Be open, mindful, and practice reflection in our community-engaged spaces

The Italian Cultural Centre (Il Centro) Museum and Gallery serves and supports our community in all arts-engaged practices. Our intention is to cultivate a safe, brave, and more equitable space in encouraging dialogue and action; to gather, connect, and learn without judgement, prejudice and/or discrimination. This is to support the growth of our artists and represent their experiences and intersectionality.

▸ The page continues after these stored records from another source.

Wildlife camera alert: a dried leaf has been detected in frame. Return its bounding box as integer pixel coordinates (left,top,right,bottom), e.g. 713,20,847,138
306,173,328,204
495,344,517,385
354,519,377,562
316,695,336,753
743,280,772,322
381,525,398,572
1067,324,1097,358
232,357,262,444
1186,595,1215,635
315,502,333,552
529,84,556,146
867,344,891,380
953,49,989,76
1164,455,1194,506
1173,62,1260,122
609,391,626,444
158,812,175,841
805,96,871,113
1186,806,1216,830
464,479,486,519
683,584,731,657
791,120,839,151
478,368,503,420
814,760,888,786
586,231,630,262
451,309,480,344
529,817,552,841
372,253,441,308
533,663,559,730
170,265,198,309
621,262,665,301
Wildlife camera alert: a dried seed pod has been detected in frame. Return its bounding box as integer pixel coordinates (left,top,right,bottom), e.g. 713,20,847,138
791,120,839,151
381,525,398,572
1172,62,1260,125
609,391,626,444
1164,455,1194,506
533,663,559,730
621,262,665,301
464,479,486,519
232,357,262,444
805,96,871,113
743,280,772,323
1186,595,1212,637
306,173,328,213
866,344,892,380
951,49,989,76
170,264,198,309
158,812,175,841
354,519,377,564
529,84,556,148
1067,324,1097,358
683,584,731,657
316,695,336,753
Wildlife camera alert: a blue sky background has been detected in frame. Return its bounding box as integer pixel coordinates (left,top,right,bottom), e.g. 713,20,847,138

ICC Gallery understands that as a privileged institution, we will work towards building an inclusive environment which is safe and comfortable for all communities. We ask that members of the ICC community to be respectful, open, supportive, and considerate of our cohorts and with one another. We also ask them to hold us and everyone accountable and responsible to their roles and actions.


We are all learning - TOGETHER!

Guiding Principles

1Be Mindful of Everyone’s Journey. 

Everyone has their own individual experiences and upbringings. Understand that not everyone will share the same perspective and education as you.   

Be mindful that everyone is at different stages in their lives and are on different paths. Take into consideration that everyone comes from different lived experiences, and has different access to education and limited resources. Recognize that not everyone shares the same vocabulary as you into radical thinking and academic expression. Respect the spaces you take up. 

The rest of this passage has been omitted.